M. André Jourdain, rapporteur pour avis, a indiqué que vingt et un des soixante et un textes ou décisions communautaires concernés par le projet de loi d'habilitation touchaient de près ou de loin aux compétences de la commission des affaires sociales. Il a précisé que le rapport écrit examinerait dans le détail chaque directive.
M. André Jourdain, rapporteur pour avis, a présenté trois observations générales montrant la " particularité " de ce projet de loi.
Il a noté qu'il serait présenté par M. Hubert Védrine, ministre des affaires étrangères, malgré un " contenu social " très affirmé.
Il a souligné ensuite qu'il n'y avait pas un seul projet de loi mais deux projets de loi d'habilitation : le premier vise à transposer des directives communautaires ; le second va au-delà puisqu'il tend à refondre le code de la mutualité. En conséquence, le titre du projet de loi est incomplet. Il a observé qu'il s'agissait dans les deux cas de répondre à une défaillance, celle des administrations qui restent très en retard dans le domaine de l'adaptation du droit national au droit communautaire, et à une négligence qui relève du Gouvernement maître de l'ordre du jour du Parlement. Il a rappelé que le dépôt d'un projet de loi portant diverses mesures d'ordre social (DMOS) était attendu depuis avril 1996. Il a précisé que le Gouvernement n'avait pas jugé bon d'inscrire à l'ordre du jour le projet de loi portant diverses dispositions d'adaptation au droit communautaire dans le domaine social, pourtant adopté au Conseil des ministres du 10 mai 2000.
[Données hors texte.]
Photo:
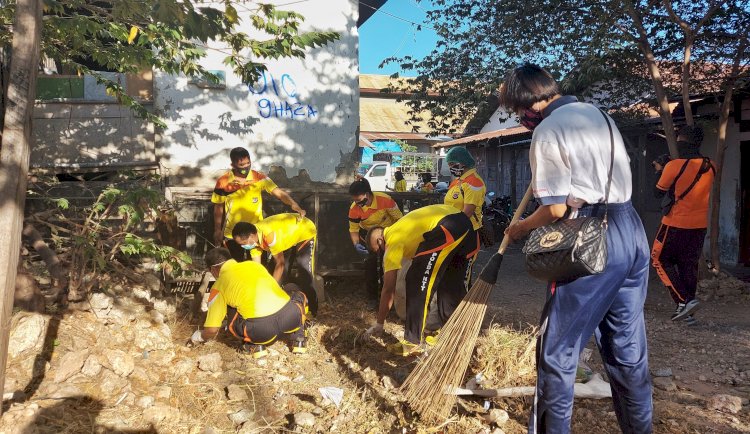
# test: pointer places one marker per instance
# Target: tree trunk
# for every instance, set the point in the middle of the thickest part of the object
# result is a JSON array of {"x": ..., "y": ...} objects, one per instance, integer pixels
[
  {"x": 719, "y": 159},
  {"x": 14, "y": 154}
]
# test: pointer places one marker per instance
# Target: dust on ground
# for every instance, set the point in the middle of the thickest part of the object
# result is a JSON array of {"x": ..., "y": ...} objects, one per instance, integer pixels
[{"x": 120, "y": 365}]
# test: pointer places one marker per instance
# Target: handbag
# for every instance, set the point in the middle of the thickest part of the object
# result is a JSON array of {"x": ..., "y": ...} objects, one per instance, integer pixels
[{"x": 571, "y": 248}]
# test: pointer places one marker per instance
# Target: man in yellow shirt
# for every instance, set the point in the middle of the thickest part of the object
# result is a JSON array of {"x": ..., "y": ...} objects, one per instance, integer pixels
[
  {"x": 258, "y": 311},
  {"x": 237, "y": 198},
  {"x": 367, "y": 211},
  {"x": 466, "y": 193},
  {"x": 290, "y": 239},
  {"x": 435, "y": 238}
]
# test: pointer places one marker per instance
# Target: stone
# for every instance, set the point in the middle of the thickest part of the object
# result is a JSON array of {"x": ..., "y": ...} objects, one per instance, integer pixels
[
  {"x": 241, "y": 417},
  {"x": 497, "y": 416},
  {"x": 210, "y": 362},
  {"x": 153, "y": 338},
  {"x": 304, "y": 419},
  {"x": 91, "y": 367},
  {"x": 145, "y": 401},
  {"x": 163, "y": 392},
  {"x": 389, "y": 383},
  {"x": 662, "y": 372},
  {"x": 70, "y": 364},
  {"x": 236, "y": 393},
  {"x": 27, "y": 333},
  {"x": 120, "y": 362},
  {"x": 725, "y": 403},
  {"x": 664, "y": 383},
  {"x": 160, "y": 412}
]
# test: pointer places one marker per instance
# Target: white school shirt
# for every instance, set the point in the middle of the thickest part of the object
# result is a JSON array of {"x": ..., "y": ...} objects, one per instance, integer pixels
[{"x": 570, "y": 157}]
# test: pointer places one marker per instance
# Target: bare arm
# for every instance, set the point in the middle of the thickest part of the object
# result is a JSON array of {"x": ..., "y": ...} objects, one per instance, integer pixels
[
  {"x": 278, "y": 271},
  {"x": 544, "y": 215},
  {"x": 284, "y": 197},
  {"x": 387, "y": 294},
  {"x": 218, "y": 220}
]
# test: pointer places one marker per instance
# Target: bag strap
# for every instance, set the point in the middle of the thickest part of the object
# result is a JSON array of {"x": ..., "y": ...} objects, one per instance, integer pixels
[
  {"x": 705, "y": 167},
  {"x": 611, "y": 164}
]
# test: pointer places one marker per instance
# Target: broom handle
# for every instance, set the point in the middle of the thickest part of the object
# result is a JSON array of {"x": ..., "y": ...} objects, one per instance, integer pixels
[{"x": 517, "y": 215}]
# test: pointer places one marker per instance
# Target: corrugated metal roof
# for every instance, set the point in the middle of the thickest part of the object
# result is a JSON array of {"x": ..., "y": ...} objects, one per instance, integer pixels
[{"x": 507, "y": 132}]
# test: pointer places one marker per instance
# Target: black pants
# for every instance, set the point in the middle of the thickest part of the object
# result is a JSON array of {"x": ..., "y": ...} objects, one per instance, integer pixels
[
  {"x": 675, "y": 256},
  {"x": 438, "y": 266},
  {"x": 289, "y": 321},
  {"x": 299, "y": 269}
]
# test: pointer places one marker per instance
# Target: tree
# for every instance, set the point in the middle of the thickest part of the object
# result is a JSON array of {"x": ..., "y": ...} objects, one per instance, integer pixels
[
  {"x": 617, "y": 53},
  {"x": 127, "y": 36}
]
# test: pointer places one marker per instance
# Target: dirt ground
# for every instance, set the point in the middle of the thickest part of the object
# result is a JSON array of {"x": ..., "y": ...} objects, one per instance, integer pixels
[{"x": 706, "y": 360}]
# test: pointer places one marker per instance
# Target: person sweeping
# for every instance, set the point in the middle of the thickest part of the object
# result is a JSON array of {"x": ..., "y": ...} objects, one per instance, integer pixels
[{"x": 434, "y": 239}]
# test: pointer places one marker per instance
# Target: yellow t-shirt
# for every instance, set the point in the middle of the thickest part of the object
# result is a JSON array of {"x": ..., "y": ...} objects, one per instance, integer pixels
[
  {"x": 246, "y": 286},
  {"x": 242, "y": 203},
  {"x": 403, "y": 238},
  {"x": 284, "y": 231},
  {"x": 383, "y": 212},
  {"x": 469, "y": 189}
]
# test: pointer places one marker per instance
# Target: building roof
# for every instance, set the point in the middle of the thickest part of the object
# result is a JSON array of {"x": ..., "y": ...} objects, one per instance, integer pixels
[{"x": 507, "y": 132}]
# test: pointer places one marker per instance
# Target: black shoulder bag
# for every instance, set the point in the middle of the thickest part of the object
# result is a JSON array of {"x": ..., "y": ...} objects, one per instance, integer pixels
[{"x": 571, "y": 248}]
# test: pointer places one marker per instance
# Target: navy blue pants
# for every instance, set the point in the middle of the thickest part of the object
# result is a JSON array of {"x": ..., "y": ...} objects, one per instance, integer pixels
[{"x": 609, "y": 305}]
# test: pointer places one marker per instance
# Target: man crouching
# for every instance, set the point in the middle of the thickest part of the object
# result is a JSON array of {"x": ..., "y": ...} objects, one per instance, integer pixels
[{"x": 256, "y": 308}]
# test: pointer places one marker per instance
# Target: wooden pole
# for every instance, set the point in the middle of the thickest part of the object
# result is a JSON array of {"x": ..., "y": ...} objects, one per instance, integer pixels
[{"x": 14, "y": 155}]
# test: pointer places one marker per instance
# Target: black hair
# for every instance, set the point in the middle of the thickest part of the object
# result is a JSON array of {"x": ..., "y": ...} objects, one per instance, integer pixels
[
  {"x": 243, "y": 229},
  {"x": 360, "y": 186},
  {"x": 526, "y": 85},
  {"x": 238, "y": 154},
  {"x": 369, "y": 236},
  {"x": 693, "y": 134},
  {"x": 217, "y": 256}
]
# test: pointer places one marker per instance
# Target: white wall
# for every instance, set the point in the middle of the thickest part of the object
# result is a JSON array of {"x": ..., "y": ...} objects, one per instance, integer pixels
[{"x": 302, "y": 114}]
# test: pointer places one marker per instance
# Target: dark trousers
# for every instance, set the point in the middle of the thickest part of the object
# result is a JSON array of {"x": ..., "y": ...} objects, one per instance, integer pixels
[
  {"x": 675, "y": 257},
  {"x": 299, "y": 268},
  {"x": 288, "y": 322},
  {"x": 437, "y": 267},
  {"x": 609, "y": 305}
]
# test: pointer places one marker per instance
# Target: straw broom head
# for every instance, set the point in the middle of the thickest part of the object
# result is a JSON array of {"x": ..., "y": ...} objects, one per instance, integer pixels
[{"x": 429, "y": 387}]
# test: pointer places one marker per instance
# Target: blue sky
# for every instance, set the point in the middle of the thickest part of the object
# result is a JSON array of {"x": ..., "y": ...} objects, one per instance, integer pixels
[{"x": 384, "y": 35}]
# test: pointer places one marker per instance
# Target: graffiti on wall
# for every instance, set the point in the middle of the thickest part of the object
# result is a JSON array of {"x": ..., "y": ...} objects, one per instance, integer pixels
[{"x": 278, "y": 98}]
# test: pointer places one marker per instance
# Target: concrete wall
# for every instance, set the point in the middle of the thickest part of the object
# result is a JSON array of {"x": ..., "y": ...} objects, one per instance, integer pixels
[
  {"x": 301, "y": 114},
  {"x": 71, "y": 135}
]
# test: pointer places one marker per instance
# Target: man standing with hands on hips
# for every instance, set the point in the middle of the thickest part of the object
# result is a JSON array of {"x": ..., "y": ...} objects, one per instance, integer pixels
[{"x": 237, "y": 197}]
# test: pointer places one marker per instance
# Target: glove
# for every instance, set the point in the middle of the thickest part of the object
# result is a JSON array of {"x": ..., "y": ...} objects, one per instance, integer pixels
[
  {"x": 361, "y": 249},
  {"x": 374, "y": 330},
  {"x": 197, "y": 338}
]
M. André Jourdain, rapporteur pour avis, a observé enfin qu'un certain nombre de projets d'ordonnances semblaient déjà connus, comme les dix-huit dispositions communautaires dont l'adaptation était prévue par le projet de loi précité portant diverses dispositions d'adaptation au droit communautaire dans le domaine social, les deux dispositions présentes dans le projet de loi de modernisation sociale mais également le " projet de loi relatif au code de la mutualité et portant modification du code de la sécurité sociale et du code des assurances ", texte soumis au Conseil d'Etat, en instance d'adoption au Conseil des ministres le 1 er août 2000 et auquel fut substituée in extremis une " communication " de Mme la ministre de l'emploi et de la solidarité.
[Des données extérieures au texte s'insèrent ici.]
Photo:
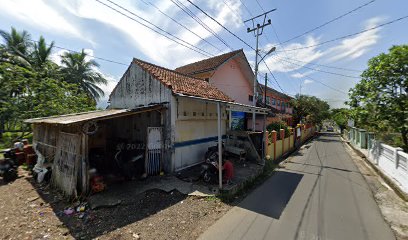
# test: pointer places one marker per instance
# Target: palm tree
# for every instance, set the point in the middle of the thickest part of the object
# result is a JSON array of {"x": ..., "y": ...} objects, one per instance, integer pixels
[
  {"x": 41, "y": 53},
  {"x": 77, "y": 69},
  {"x": 17, "y": 44}
]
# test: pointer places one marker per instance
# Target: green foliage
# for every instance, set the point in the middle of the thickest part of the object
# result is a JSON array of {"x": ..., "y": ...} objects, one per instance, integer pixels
[
  {"x": 276, "y": 126},
  {"x": 379, "y": 102},
  {"x": 28, "y": 94},
  {"x": 34, "y": 86},
  {"x": 340, "y": 117},
  {"x": 310, "y": 109},
  {"x": 77, "y": 69}
]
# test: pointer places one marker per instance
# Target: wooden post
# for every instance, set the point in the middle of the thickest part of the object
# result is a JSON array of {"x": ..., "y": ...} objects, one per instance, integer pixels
[
  {"x": 84, "y": 165},
  {"x": 274, "y": 136},
  {"x": 282, "y": 137},
  {"x": 266, "y": 143}
]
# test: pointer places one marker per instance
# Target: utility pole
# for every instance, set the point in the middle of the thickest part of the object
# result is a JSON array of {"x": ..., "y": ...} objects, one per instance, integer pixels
[
  {"x": 264, "y": 144},
  {"x": 258, "y": 30}
]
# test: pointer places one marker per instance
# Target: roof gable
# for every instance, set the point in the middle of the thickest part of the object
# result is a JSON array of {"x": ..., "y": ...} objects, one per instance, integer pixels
[{"x": 183, "y": 84}]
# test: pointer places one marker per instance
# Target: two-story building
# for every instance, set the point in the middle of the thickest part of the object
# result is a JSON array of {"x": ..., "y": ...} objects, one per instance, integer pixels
[
  {"x": 232, "y": 74},
  {"x": 279, "y": 103}
]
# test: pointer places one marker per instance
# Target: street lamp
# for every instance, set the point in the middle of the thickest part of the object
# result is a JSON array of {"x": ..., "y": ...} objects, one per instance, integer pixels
[{"x": 256, "y": 79}]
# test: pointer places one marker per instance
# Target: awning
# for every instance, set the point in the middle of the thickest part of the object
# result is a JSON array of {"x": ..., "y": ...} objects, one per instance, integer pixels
[{"x": 92, "y": 116}]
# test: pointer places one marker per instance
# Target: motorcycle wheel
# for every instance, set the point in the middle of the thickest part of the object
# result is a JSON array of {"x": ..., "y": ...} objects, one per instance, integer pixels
[
  {"x": 10, "y": 175},
  {"x": 206, "y": 177}
]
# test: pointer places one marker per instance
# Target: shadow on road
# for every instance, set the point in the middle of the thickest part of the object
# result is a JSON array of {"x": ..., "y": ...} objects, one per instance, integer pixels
[
  {"x": 275, "y": 192},
  {"x": 323, "y": 166}
]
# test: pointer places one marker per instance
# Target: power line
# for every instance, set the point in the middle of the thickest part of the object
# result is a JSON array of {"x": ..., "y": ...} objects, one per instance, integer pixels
[
  {"x": 321, "y": 65},
  {"x": 70, "y": 50},
  {"x": 317, "y": 70},
  {"x": 178, "y": 23},
  {"x": 260, "y": 6},
  {"x": 220, "y": 24},
  {"x": 274, "y": 78},
  {"x": 243, "y": 4},
  {"x": 326, "y": 85},
  {"x": 161, "y": 29},
  {"x": 349, "y": 35},
  {"x": 186, "y": 10},
  {"x": 187, "y": 45},
  {"x": 326, "y": 23}
]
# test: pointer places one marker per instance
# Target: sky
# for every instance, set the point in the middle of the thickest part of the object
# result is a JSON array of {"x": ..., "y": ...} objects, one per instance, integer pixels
[{"x": 108, "y": 34}]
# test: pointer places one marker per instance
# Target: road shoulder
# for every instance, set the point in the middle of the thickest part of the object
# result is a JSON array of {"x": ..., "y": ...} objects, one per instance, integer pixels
[{"x": 393, "y": 208}]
Abordant le choix de la procédure, M. André Jourdain, rapporteur pour avis, a cité le compte rendu du Conseil des ministres du 5 septembre 2000 : " concernant des textes pour l'essentiel techniques, ce projet de loi d'habilitation préserve les droits du Parlement en allégeant son programme de travail ". Il a estimé, non sans ironie, que le recours aux ordonnances relevait d'un souci qui ne saurait laisser indifférent. Il a observé que cette procédure présentait toutefois le risque de demander au Parlement d'entériner, en quelque sorte selon la formule du vote bloqué, le texte largement diffusé du code de la mutualité. Il a précisé que la commission n'avait pas à approuver ou à désapprouver le contenu de la refonte du code de la mutualité, de toute façon susceptible de modifications par le Gouvernement jusqu'à la parution de l'ordonnance. Il a considéré que la commission ferait part de ses propositions, de ses observations et de ses éventuelles critiques à l'occasion du débat sur la ratification de l'ordonnance, qu'il espérait le plus rapide possible.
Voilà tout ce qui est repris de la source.